Первого сентября сорок четвертого года Геббельс закрыл все театры, и роль главного пропагандиста гитлеровских идей средствами «искусства» приняло на себя кино. Для своей эпопеи Харлан избрал эпизод из начала прошлого века, когда осажденный Кольберг успешно сопротивлялся французам до заключения Тильзитского мира. Смысл фильма был очевиден, его ясно выразил один из героев: «Наши дома можно сжечь, но земля остается».

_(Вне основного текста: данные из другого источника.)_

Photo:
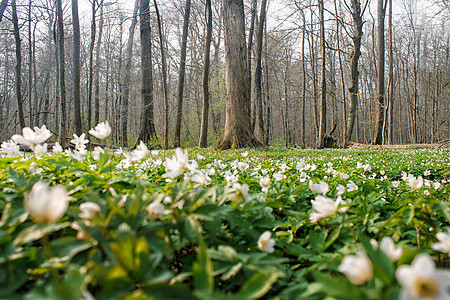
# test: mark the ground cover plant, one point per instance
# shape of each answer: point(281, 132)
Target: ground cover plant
point(204, 224)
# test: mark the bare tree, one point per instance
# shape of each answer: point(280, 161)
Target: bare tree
point(203, 141)
point(181, 74)
point(237, 132)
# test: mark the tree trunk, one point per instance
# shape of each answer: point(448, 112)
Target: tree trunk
point(18, 68)
point(62, 81)
point(148, 132)
point(76, 68)
point(377, 139)
point(237, 132)
point(203, 142)
point(356, 53)
point(127, 77)
point(97, 68)
point(181, 74)
point(323, 89)
point(260, 133)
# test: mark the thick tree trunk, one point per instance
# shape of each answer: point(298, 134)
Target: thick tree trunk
point(323, 89)
point(76, 68)
point(164, 77)
point(97, 68)
point(62, 80)
point(378, 134)
point(181, 74)
point(260, 132)
point(237, 132)
point(148, 132)
point(203, 141)
point(127, 77)
point(18, 85)
point(356, 53)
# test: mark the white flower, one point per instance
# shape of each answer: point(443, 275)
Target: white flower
point(388, 247)
point(240, 191)
point(201, 178)
point(324, 207)
point(351, 186)
point(79, 141)
point(415, 183)
point(340, 190)
point(444, 242)
point(265, 242)
point(101, 131)
point(89, 210)
point(40, 150)
point(10, 148)
point(421, 280)
point(31, 137)
point(97, 151)
point(155, 211)
point(46, 205)
point(319, 188)
point(358, 269)
point(57, 149)
point(177, 164)
point(264, 182)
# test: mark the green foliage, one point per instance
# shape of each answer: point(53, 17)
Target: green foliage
point(201, 240)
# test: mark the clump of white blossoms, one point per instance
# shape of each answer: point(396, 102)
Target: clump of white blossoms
point(324, 207)
point(46, 205)
point(358, 269)
point(387, 245)
point(266, 242)
point(101, 131)
point(31, 138)
point(319, 188)
point(264, 182)
point(422, 280)
point(415, 183)
point(10, 148)
point(79, 141)
point(444, 242)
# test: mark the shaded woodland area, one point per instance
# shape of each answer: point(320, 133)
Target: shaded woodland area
point(370, 71)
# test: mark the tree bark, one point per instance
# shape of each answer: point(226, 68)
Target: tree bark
point(148, 132)
point(377, 138)
point(76, 68)
point(260, 132)
point(127, 77)
point(354, 74)
point(237, 132)
point(164, 75)
point(18, 69)
point(203, 141)
point(181, 74)
point(323, 89)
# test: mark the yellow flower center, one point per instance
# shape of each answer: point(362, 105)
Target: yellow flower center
point(425, 288)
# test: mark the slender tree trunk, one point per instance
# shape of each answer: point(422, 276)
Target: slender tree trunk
point(127, 76)
point(148, 132)
point(354, 74)
point(205, 80)
point(18, 68)
point(377, 139)
point(237, 132)
point(76, 68)
point(260, 132)
point(323, 90)
point(3, 5)
point(181, 74)
point(97, 68)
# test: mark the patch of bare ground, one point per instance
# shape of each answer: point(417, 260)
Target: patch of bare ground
point(445, 144)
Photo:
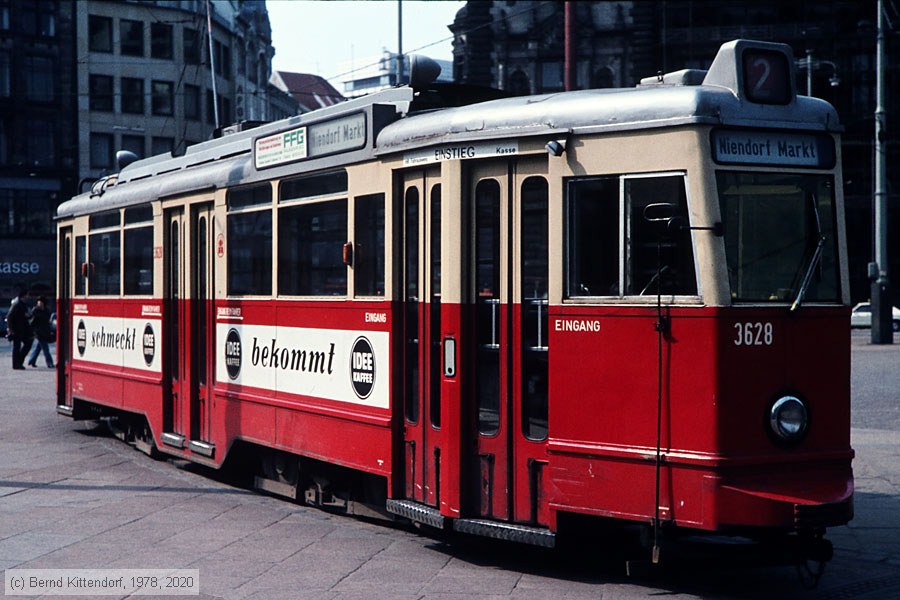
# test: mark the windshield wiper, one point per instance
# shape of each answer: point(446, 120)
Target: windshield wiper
point(814, 259)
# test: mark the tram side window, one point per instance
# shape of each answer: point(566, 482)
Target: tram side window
point(311, 240)
point(105, 257)
point(138, 251)
point(658, 255)
point(368, 253)
point(249, 241)
point(650, 258)
point(80, 262)
point(139, 261)
point(592, 237)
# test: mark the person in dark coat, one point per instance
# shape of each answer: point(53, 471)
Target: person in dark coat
point(40, 326)
point(19, 331)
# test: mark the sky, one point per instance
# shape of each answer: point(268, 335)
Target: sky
point(324, 37)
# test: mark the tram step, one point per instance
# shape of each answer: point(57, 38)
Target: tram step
point(202, 448)
point(279, 488)
point(416, 512)
point(175, 440)
point(512, 532)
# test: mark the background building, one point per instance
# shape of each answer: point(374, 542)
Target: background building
point(80, 80)
point(38, 136)
point(518, 46)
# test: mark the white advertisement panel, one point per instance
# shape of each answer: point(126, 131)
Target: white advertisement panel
point(334, 364)
point(131, 343)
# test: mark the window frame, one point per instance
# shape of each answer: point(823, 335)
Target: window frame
point(114, 231)
point(262, 204)
point(132, 43)
point(625, 252)
point(100, 25)
point(331, 193)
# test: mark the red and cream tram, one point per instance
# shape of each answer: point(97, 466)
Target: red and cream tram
point(496, 318)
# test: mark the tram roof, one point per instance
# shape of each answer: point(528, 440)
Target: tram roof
point(598, 111)
point(395, 123)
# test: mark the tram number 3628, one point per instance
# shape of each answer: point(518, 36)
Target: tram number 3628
point(753, 334)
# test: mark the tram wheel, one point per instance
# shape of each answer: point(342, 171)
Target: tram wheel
point(143, 439)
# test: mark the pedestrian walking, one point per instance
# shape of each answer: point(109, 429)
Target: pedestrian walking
point(40, 326)
point(19, 331)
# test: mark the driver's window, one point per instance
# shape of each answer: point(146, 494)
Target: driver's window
point(613, 248)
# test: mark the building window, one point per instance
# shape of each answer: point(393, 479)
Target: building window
point(5, 71)
point(191, 44)
point(99, 34)
point(132, 95)
point(4, 145)
point(47, 19)
point(39, 78)
point(39, 143)
point(551, 77)
point(223, 59)
point(101, 150)
point(101, 93)
point(132, 37)
point(27, 213)
point(191, 101)
point(39, 18)
point(162, 145)
point(161, 41)
point(162, 100)
point(134, 143)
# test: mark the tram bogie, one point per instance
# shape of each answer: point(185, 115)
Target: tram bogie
point(496, 318)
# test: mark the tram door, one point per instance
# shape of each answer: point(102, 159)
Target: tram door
point(63, 319)
point(421, 227)
point(188, 332)
point(506, 341)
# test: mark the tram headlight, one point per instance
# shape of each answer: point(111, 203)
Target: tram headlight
point(789, 418)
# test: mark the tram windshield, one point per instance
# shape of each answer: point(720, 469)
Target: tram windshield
point(780, 236)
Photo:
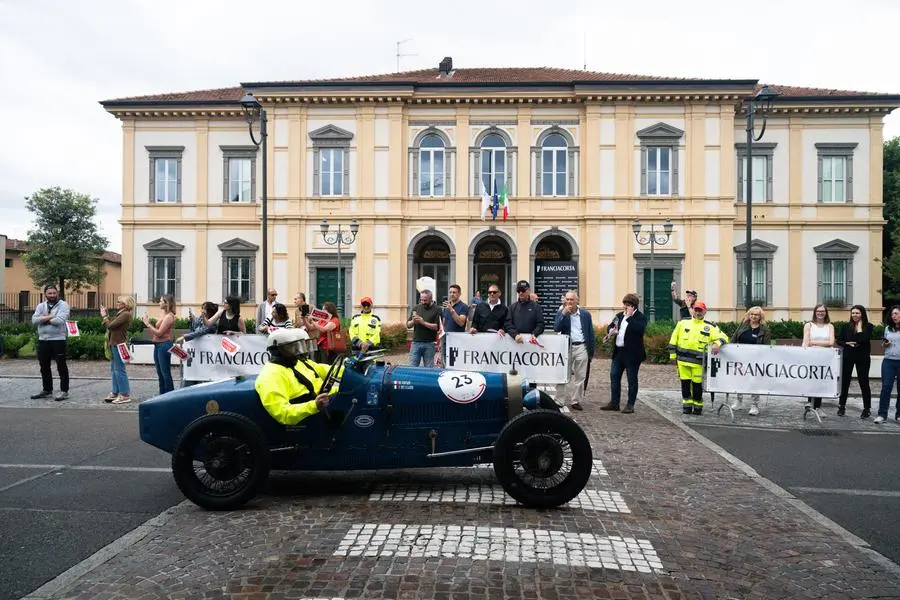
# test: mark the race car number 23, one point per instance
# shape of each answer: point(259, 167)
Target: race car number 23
point(462, 387)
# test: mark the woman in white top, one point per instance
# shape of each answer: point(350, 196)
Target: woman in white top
point(819, 332)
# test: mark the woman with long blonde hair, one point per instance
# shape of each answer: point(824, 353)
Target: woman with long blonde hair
point(162, 342)
point(752, 330)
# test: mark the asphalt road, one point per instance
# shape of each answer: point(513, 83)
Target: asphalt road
point(71, 482)
point(851, 477)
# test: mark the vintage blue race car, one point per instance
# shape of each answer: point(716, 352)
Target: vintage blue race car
point(223, 443)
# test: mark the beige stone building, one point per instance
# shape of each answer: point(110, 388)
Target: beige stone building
point(580, 154)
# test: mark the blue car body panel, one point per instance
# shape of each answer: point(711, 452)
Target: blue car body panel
point(383, 417)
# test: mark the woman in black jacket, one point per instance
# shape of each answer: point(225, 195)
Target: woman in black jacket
point(752, 330)
point(855, 338)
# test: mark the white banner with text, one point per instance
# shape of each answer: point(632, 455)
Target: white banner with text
point(775, 370)
point(212, 357)
point(544, 359)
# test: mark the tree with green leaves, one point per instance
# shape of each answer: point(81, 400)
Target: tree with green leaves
point(65, 247)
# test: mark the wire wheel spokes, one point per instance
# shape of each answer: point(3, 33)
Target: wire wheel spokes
point(222, 463)
point(543, 461)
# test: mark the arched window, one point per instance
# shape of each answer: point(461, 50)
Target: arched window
point(432, 166)
point(554, 166)
point(493, 164)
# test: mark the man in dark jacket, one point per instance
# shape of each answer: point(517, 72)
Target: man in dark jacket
point(525, 314)
point(627, 332)
point(491, 315)
point(576, 323)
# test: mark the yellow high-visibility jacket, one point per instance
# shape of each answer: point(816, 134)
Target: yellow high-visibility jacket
point(277, 386)
point(365, 328)
point(691, 338)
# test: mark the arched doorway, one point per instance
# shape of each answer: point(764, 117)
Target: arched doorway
point(555, 270)
point(492, 261)
point(431, 256)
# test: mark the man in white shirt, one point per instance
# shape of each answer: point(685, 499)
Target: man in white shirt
point(578, 325)
point(264, 310)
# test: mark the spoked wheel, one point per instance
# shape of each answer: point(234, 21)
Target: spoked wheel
point(221, 461)
point(331, 377)
point(543, 459)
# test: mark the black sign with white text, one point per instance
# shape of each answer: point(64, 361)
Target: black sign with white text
point(552, 279)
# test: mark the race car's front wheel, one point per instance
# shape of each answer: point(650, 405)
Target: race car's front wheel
point(543, 459)
point(221, 461)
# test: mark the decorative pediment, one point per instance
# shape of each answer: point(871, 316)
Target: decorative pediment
point(837, 246)
point(163, 245)
point(660, 131)
point(331, 133)
point(237, 245)
point(757, 247)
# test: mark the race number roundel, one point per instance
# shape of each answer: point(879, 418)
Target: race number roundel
point(462, 387)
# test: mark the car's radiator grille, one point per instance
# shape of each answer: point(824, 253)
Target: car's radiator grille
point(447, 412)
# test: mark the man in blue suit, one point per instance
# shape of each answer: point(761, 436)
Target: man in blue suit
point(578, 325)
point(627, 332)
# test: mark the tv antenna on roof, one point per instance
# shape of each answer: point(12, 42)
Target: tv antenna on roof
point(399, 54)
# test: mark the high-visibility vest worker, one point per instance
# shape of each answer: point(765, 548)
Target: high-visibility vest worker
point(687, 346)
point(365, 327)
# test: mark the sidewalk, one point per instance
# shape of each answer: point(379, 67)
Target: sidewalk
point(666, 515)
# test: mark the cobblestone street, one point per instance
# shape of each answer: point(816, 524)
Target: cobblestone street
point(663, 516)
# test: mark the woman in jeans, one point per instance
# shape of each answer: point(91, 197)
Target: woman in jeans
point(855, 338)
point(819, 333)
point(115, 330)
point(752, 330)
point(162, 342)
point(890, 366)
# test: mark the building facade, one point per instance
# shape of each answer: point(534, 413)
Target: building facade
point(580, 155)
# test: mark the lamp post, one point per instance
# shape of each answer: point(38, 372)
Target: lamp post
point(762, 103)
point(253, 110)
point(339, 237)
point(652, 238)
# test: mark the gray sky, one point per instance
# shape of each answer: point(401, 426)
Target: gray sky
point(58, 58)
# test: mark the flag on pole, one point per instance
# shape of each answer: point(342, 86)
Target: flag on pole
point(495, 205)
point(504, 201)
point(485, 201)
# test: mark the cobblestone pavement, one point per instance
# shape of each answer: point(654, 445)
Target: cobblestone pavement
point(664, 517)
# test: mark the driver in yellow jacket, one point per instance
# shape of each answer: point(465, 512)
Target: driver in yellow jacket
point(688, 345)
point(290, 385)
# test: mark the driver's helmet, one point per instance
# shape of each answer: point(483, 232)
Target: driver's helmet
point(288, 342)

Кругом уже рушились дома и горела земля, когда неистовый Харлан со своими сподвижниками — фрау Кристиной, Генрихом Георге и другими — лихорадочно крутил грандиозный даже по нынешним масштабам боевик, которому предстояло вдохнуть силы в обреченных защитников агонизирующего фашизма. Тысячи солдат и матросов, которые могли бы, пожалуй, пригодиться на полях сражений, «воевали» в массовках под командой не маршала, а режиссера, имевшего войск куда больше, чем в свое время защитники Кольберга. Тридцатого января сорок пятого года специальная эскадрилья истребителей пробилась в окруженный союзниками французский порт Ла-Рошель, где оккупанты безрассудно сражались «до последнего», чтобы хоть на день отсрочить гибель рухнувшего режима. Им прислали не снаряды, не винтовки, не пополнение, а фильм Фейта Харлана «Кольберг». Автор сам героически прибыл в порт, чтобы лично представить свой шедевр воинам фюрера и вселить в измотанных зрителей боевой дух. Зрители неистово рукоплескали и прямо из зала кино шли в окопы, чтобы встретить там свою смерть…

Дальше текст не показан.